Saturday 8 May 2010

Possibly Counter-intuitive Eastern-Western Comparison

I mentioned earlier that a lot of my reading of late has been Greek or Greek-related. While I'm presently chugging my way through the Odyssey, I just finished this book and have jotted down some notes and thought trains which I thought I might share.

Andrew Louth (a Russian Orthodox priest who, interestingly enough, works at Durham University, Durham being the city where N.T. Wright is bishop) attempts in "Greek East and Latin West" to treat of Eastern and Western Christendom for the period in tandem. As he does so, he draws out some interesting and occasionally (at least to a Western Christian)counter-intuitive contrasts between the two. For example, looking at the monastic reforms of the eighth and early ninth centuries in both East and West, he points out that the reforms of Theodore of Stoudios were quite independent of imperial authority and, in a society and church wracked by iconoclasm, his reforms and his stubborn and principled refusal to toe the imperial line on doctrinal and ethical matters (while Constantine VI did his best to ape Henry VIII) set a precedent that allowed Eastern monasticism to attain a place in the society independent of emperor and political expediency, enabling it to counter-balance the primacy of those elements and fulfill a kind of prophetic office in the Byzantine Church, like Samuel to Saul or John the Baptist to Herod.

In the West, on the other hand, monastic reform was largely instigated and overseen by the emperor (in this case Charlemagne and then Louis the Pious) and the imperial court. It was a largely top-down affair, among other things standardising the Rule of St Benedict.

The interpretation Andrew Louth puts on this is very interesting. He says that the nature of reform in the West set later precedents for centralised reform of monasticism by bishops and/or the Pope- that, in effect, monasticism was to be ordered and controlled and always fall under some sort of central authority, to be (I think the East would see it thus) less pneumatic (in the Greek sense of the word). In the East, on the other hand, it was and is more chaotic, as we in the West might say or, as they might say, more Spirit-led and free.

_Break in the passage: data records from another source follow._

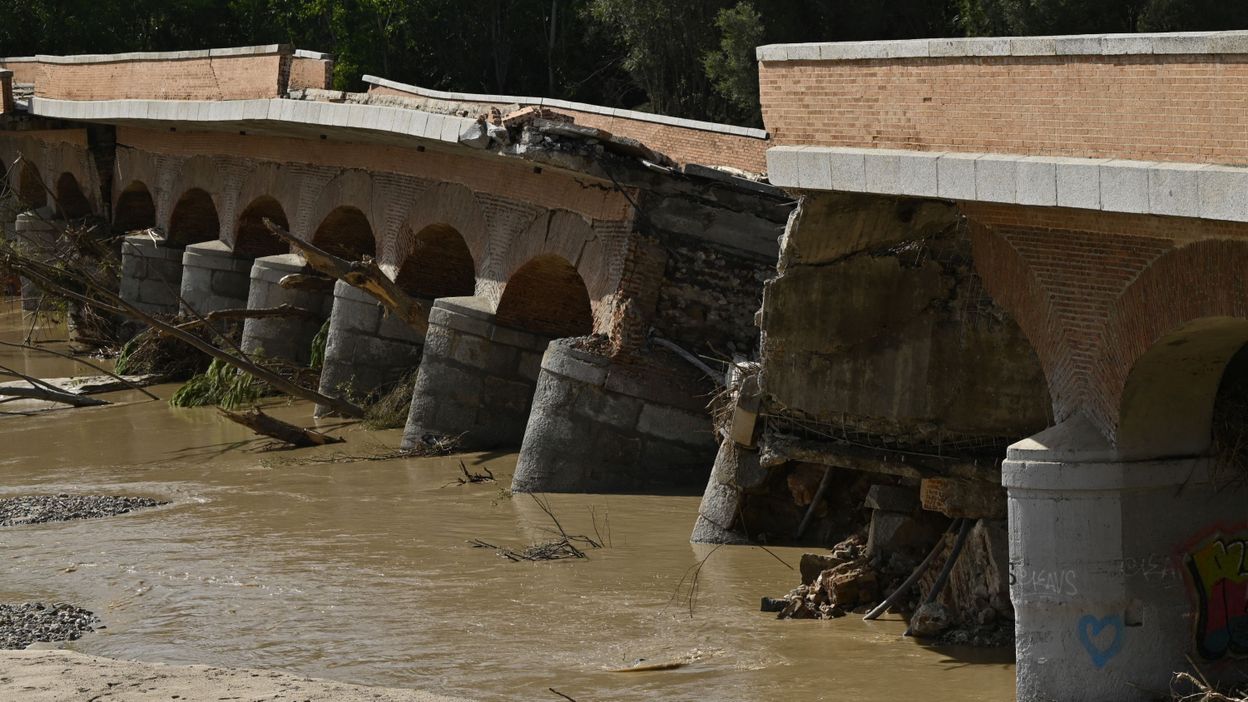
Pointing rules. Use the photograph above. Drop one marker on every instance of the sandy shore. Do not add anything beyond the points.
(64, 676)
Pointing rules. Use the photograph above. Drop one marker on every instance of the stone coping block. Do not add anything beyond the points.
(150, 247)
(565, 105)
(215, 255)
(263, 50)
(1110, 185)
(1186, 43)
(266, 110)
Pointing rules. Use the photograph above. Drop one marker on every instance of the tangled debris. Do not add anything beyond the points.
(43, 509)
(23, 625)
(567, 546)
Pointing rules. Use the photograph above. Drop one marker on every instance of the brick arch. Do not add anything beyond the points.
(134, 166)
(71, 202)
(547, 296)
(194, 219)
(135, 207)
(199, 173)
(572, 237)
(346, 232)
(1166, 342)
(251, 237)
(268, 181)
(1017, 290)
(351, 189)
(31, 191)
(439, 265)
(446, 205)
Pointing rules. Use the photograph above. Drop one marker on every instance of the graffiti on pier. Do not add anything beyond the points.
(1219, 575)
(1102, 637)
(1037, 581)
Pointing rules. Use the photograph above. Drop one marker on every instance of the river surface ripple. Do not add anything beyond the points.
(361, 572)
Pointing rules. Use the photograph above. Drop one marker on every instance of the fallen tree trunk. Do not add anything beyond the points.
(365, 275)
(272, 427)
(281, 311)
(63, 282)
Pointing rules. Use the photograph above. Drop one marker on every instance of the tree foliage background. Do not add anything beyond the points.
(683, 58)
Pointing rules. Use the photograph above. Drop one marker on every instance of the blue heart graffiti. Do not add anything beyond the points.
(1090, 630)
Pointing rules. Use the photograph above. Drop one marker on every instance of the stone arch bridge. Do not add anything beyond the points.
(541, 220)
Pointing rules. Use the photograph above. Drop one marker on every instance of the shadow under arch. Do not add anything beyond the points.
(135, 209)
(31, 192)
(438, 265)
(1168, 400)
(194, 219)
(346, 234)
(252, 239)
(70, 199)
(547, 296)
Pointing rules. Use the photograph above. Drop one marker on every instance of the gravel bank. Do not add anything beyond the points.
(40, 509)
(64, 676)
(23, 625)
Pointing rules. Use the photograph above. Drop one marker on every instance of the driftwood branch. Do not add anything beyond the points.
(61, 282)
(43, 390)
(75, 359)
(272, 427)
(281, 311)
(305, 281)
(365, 275)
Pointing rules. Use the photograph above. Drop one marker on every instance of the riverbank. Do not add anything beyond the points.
(63, 676)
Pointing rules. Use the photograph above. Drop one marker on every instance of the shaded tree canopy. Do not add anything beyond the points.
(688, 58)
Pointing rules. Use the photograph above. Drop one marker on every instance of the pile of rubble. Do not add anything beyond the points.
(971, 601)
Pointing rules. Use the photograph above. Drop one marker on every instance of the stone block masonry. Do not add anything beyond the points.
(151, 275)
(476, 379)
(599, 426)
(214, 277)
(291, 337)
(368, 351)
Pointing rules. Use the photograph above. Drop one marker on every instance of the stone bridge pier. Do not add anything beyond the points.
(283, 337)
(476, 379)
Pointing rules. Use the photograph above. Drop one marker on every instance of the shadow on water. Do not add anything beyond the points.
(362, 572)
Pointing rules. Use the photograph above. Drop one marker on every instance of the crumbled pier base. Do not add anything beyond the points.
(41, 509)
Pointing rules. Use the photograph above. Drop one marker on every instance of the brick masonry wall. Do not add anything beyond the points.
(1174, 108)
(311, 73)
(1093, 291)
(226, 78)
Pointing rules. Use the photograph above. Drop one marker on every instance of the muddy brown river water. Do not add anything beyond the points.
(361, 571)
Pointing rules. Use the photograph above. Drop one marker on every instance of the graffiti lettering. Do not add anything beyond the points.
(1102, 638)
(1219, 575)
(1042, 582)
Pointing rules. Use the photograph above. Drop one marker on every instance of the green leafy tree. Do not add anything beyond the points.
(731, 68)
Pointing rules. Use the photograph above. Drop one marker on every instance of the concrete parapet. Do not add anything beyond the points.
(367, 350)
(151, 274)
(476, 377)
(1120, 570)
(598, 426)
(282, 337)
(214, 277)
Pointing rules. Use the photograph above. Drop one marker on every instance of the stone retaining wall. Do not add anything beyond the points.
(214, 277)
(151, 275)
(597, 426)
(282, 337)
(367, 350)
(476, 377)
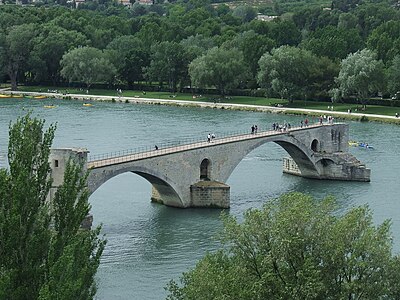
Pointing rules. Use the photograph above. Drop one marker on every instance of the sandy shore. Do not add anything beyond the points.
(260, 108)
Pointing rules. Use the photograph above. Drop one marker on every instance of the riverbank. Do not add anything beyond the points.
(215, 105)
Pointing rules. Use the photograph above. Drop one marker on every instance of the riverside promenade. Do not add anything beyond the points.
(260, 108)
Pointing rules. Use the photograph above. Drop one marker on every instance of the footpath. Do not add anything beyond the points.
(260, 108)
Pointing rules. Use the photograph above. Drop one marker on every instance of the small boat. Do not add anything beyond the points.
(365, 146)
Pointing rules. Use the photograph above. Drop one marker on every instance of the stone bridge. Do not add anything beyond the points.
(194, 175)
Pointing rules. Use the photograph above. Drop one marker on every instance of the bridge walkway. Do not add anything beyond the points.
(105, 160)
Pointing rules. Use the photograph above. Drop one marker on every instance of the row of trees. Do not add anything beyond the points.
(194, 44)
(44, 254)
(296, 247)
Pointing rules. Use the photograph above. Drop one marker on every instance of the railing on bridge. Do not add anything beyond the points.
(180, 145)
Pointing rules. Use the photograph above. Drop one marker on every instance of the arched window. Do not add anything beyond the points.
(205, 169)
(314, 145)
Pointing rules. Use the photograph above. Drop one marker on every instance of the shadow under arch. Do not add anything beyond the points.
(205, 169)
(300, 153)
(161, 188)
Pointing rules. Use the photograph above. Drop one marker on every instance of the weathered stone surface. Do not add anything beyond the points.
(180, 178)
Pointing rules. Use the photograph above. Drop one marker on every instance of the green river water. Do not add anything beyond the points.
(149, 244)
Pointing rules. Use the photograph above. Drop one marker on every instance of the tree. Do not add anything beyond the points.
(245, 12)
(385, 40)
(18, 45)
(88, 65)
(129, 57)
(287, 71)
(296, 248)
(333, 42)
(254, 45)
(394, 76)
(43, 252)
(361, 75)
(221, 68)
(168, 63)
(49, 47)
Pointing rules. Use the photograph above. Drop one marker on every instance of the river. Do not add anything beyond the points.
(149, 244)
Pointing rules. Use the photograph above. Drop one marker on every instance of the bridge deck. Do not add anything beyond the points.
(169, 150)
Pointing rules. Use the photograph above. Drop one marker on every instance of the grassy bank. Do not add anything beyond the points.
(245, 100)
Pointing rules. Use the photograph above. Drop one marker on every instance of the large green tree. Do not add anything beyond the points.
(361, 75)
(129, 57)
(222, 68)
(43, 252)
(333, 42)
(49, 46)
(385, 40)
(393, 76)
(287, 71)
(168, 63)
(297, 248)
(17, 50)
(88, 65)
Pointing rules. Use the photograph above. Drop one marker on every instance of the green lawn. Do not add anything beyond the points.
(340, 107)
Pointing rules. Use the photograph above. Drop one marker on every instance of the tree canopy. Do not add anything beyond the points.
(87, 64)
(222, 68)
(43, 252)
(287, 71)
(297, 247)
(138, 41)
(361, 74)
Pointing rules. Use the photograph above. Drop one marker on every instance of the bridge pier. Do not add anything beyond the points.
(336, 166)
(210, 194)
(194, 175)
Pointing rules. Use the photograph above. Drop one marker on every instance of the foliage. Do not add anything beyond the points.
(130, 38)
(287, 71)
(17, 48)
(222, 68)
(296, 248)
(361, 75)
(43, 252)
(49, 47)
(129, 56)
(393, 77)
(333, 42)
(168, 63)
(385, 40)
(88, 65)
(245, 12)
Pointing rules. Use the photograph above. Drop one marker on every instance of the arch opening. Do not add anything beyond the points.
(314, 145)
(205, 169)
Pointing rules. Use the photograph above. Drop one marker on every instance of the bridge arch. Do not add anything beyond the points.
(205, 169)
(314, 145)
(299, 152)
(162, 186)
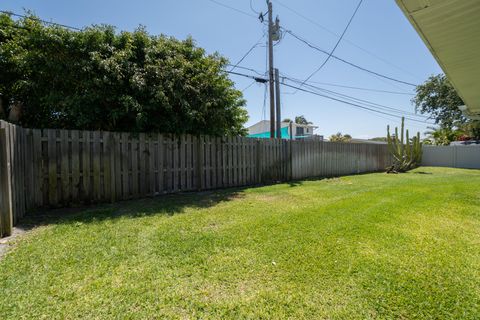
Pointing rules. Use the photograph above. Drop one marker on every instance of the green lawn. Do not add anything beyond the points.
(382, 246)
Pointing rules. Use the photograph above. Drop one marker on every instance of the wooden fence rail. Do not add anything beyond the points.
(58, 168)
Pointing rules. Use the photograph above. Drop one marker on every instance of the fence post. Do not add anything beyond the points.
(113, 164)
(199, 162)
(6, 216)
(258, 160)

What I find interesting is how contrary to the typical stereotype both pictures are. Contrary to the charge of caesaropapism often levelled at the East (which, I think it would be fair to say, has often been true generally of the episcopal hierarchy), the monks and monasteries could (and sometimes did) stand against the emperor, giving a substantial section of the Eastern Church independence from political vagaries and therefore the ability to comment on and apply the Church's teaching to the issues of the day. On the other hand, as far as the West is concerned, it is arguable that, even given the later battles to secure the Church's independence from the state, the habit of centralisation, at least as far as religious and ascetic life goes, was simply transferred from the imperial court to the Pope. It is interesting to see this tendency even now at work, with the recent papal-sponsored tour of inspection of monasteries in the U.S. (a very much needed and, indeed, long overdue initiative). The habit has become, for good or ill, ingrained.

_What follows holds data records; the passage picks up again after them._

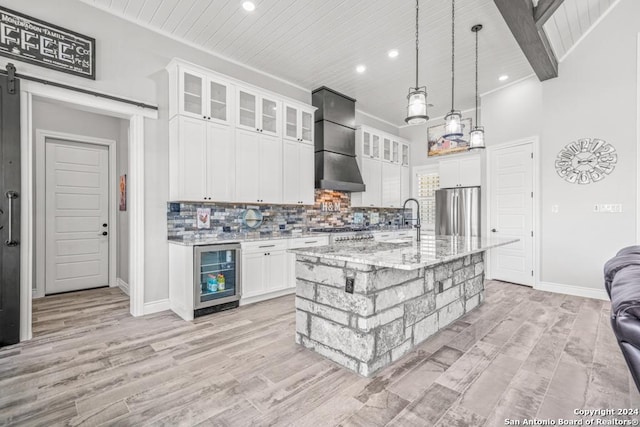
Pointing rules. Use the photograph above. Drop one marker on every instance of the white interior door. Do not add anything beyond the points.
(511, 183)
(76, 216)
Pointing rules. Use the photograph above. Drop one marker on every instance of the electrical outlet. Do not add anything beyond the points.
(349, 285)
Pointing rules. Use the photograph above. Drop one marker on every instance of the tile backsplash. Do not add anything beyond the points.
(331, 209)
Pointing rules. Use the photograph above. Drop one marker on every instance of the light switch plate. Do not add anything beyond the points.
(608, 208)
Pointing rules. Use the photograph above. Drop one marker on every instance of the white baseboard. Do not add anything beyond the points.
(122, 285)
(579, 291)
(156, 306)
(252, 299)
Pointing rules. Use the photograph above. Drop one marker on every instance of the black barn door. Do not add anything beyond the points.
(9, 210)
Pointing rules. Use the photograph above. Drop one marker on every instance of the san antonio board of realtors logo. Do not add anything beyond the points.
(47, 45)
(586, 160)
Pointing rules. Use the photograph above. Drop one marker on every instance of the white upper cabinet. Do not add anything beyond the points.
(384, 164)
(203, 97)
(257, 112)
(298, 124)
(226, 140)
(192, 94)
(405, 154)
(462, 172)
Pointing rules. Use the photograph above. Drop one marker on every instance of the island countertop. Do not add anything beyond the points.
(403, 255)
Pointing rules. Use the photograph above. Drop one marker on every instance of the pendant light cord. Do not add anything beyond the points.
(453, 51)
(477, 77)
(417, 45)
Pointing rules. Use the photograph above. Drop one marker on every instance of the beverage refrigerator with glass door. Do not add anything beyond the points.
(217, 278)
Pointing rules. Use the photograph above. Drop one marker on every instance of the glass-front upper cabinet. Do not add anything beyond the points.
(219, 95)
(375, 146)
(395, 152)
(269, 116)
(291, 130)
(258, 113)
(386, 149)
(247, 110)
(405, 154)
(298, 124)
(192, 94)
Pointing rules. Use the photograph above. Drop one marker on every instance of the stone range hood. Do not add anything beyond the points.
(335, 137)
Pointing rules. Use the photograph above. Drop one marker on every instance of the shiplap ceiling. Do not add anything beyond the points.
(572, 20)
(319, 42)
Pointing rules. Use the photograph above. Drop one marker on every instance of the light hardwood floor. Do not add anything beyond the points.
(522, 354)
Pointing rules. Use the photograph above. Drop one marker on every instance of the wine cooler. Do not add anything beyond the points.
(217, 278)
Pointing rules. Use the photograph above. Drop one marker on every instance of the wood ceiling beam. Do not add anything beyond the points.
(519, 16)
(543, 11)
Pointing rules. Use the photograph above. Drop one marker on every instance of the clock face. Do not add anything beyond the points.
(586, 160)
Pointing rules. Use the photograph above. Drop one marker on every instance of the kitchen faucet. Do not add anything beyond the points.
(404, 207)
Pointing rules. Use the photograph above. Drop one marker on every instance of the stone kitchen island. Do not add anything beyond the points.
(364, 305)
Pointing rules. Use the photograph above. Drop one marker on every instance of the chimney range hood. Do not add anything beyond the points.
(335, 141)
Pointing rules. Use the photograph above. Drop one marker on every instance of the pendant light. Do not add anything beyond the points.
(453, 120)
(476, 137)
(417, 106)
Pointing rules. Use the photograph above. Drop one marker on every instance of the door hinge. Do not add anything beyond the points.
(11, 78)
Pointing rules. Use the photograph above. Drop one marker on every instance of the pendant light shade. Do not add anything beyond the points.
(476, 140)
(417, 98)
(453, 120)
(417, 106)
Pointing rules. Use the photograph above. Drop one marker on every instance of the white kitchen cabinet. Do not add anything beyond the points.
(299, 170)
(391, 185)
(201, 160)
(462, 172)
(200, 96)
(298, 124)
(264, 268)
(405, 183)
(257, 112)
(371, 171)
(258, 168)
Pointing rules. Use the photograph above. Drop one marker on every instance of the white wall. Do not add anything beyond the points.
(594, 97)
(130, 63)
(59, 118)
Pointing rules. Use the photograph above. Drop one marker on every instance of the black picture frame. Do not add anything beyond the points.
(45, 30)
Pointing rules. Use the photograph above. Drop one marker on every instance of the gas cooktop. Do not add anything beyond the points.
(346, 229)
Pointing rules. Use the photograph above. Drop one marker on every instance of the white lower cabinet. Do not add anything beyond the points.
(258, 168)
(299, 170)
(264, 269)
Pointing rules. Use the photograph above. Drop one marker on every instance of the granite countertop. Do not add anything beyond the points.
(255, 236)
(403, 255)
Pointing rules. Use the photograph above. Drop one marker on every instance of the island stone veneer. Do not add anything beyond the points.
(390, 311)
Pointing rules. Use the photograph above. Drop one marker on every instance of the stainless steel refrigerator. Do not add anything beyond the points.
(458, 211)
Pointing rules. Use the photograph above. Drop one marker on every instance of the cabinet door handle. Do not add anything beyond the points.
(11, 195)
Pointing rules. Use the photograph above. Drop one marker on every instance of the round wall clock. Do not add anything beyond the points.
(586, 160)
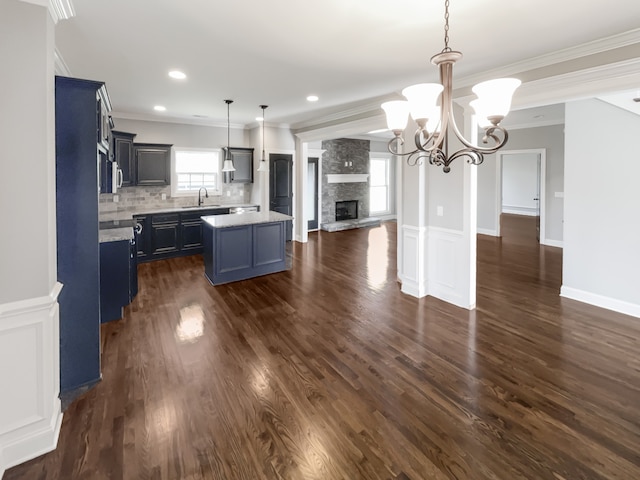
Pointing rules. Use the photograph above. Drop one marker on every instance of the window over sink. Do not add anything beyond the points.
(193, 169)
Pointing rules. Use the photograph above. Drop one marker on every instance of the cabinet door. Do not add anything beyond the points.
(243, 163)
(143, 237)
(164, 235)
(152, 164)
(123, 156)
(191, 235)
(114, 279)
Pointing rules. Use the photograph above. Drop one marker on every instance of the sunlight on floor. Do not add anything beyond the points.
(377, 258)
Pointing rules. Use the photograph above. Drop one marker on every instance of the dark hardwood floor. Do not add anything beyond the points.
(328, 372)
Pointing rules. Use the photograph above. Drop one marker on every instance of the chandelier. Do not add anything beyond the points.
(431, 136)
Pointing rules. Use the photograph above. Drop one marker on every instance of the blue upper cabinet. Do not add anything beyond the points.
(80, 144)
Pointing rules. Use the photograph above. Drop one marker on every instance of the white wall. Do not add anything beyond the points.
(520, 183)
(30, 413)
(601, 261)
(551, 138)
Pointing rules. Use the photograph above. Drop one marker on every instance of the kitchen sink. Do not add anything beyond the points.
(195, 207)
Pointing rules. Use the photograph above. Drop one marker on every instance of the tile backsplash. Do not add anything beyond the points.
(140, 199)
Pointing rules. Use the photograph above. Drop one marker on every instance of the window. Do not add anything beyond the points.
(194, 169)
(379, 186)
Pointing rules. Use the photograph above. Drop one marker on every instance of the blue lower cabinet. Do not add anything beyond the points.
(242, 252)
(114, 279)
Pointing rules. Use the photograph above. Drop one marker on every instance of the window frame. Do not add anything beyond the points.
(194, 193)
(388, 180)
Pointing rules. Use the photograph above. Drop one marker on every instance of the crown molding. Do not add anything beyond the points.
(202, 122)
(58, 9)
(61, 67)
(606, 44)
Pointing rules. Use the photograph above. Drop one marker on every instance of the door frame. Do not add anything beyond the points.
(316, 191)
(542, 180)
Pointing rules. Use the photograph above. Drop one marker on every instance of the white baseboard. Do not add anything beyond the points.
(601, 301)
(30, 410)
(487, 231)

At the same time, looking at the period in question, it is undeniable that, given the choice, one would much rather have been a Christian (and, for that matter, a Christian monk) in the West than in the East. The Eastern emperors were, at this point, hostile to orthodoxy and, largely, a liability for the Church. In the West, Charlemagne and his immediate successors were faithful, devout and orthodox Christians who were genuinely trying to foster the Church and the life of faith in their domain.

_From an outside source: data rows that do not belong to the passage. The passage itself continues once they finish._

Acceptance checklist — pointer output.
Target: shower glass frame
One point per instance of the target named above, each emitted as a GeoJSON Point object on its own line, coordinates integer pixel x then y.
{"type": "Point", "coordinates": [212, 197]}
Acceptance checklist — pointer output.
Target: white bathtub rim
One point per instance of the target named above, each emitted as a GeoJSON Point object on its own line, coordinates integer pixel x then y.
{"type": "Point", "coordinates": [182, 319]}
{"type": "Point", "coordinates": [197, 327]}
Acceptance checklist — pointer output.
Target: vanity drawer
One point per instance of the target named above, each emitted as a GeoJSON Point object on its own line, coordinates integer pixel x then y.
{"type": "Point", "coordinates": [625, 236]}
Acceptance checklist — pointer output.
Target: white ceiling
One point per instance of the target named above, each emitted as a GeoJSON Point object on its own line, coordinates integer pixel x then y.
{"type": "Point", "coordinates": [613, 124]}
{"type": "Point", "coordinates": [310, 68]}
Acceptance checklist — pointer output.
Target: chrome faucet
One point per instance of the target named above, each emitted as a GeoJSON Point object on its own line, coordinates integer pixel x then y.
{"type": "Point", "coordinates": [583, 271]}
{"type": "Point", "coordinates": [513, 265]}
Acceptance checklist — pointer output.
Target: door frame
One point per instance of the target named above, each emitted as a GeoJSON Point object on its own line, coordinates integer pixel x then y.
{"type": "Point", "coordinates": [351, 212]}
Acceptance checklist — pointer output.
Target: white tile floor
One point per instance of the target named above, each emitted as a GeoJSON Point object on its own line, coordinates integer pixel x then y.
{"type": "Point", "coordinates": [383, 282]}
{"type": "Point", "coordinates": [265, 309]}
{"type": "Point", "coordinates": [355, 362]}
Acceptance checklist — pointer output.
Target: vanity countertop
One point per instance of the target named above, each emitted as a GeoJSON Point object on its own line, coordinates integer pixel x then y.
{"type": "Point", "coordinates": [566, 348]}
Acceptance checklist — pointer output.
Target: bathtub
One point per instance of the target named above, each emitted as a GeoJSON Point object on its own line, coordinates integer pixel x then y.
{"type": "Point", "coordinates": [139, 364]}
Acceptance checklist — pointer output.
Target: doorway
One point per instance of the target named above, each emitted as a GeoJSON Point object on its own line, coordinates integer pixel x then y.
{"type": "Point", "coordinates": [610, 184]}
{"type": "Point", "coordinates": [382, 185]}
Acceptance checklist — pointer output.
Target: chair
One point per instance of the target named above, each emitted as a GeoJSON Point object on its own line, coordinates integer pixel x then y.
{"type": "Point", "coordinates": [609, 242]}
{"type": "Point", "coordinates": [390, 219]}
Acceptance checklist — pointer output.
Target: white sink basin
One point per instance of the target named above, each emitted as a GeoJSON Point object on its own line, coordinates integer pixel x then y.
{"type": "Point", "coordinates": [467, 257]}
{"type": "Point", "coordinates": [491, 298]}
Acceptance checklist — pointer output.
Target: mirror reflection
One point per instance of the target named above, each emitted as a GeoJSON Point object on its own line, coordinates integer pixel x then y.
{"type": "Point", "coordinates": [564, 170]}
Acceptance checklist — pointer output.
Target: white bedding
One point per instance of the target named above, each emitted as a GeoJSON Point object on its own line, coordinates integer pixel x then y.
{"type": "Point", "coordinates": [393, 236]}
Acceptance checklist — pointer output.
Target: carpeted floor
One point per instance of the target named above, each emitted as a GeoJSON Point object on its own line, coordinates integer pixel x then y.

Of course, times change and what was once necessary and laudable under certain circumstances becomes unhelpful and detrimental under other circumstances. That is, I suppose, true of the approach to monasticism of both East and West. The approaches seem to have remained the same ever since, but the political and social situations which form their context are constantly changing, and either model suits certain contexts better than the other. Which, I wonder, is the better approach in our present situation?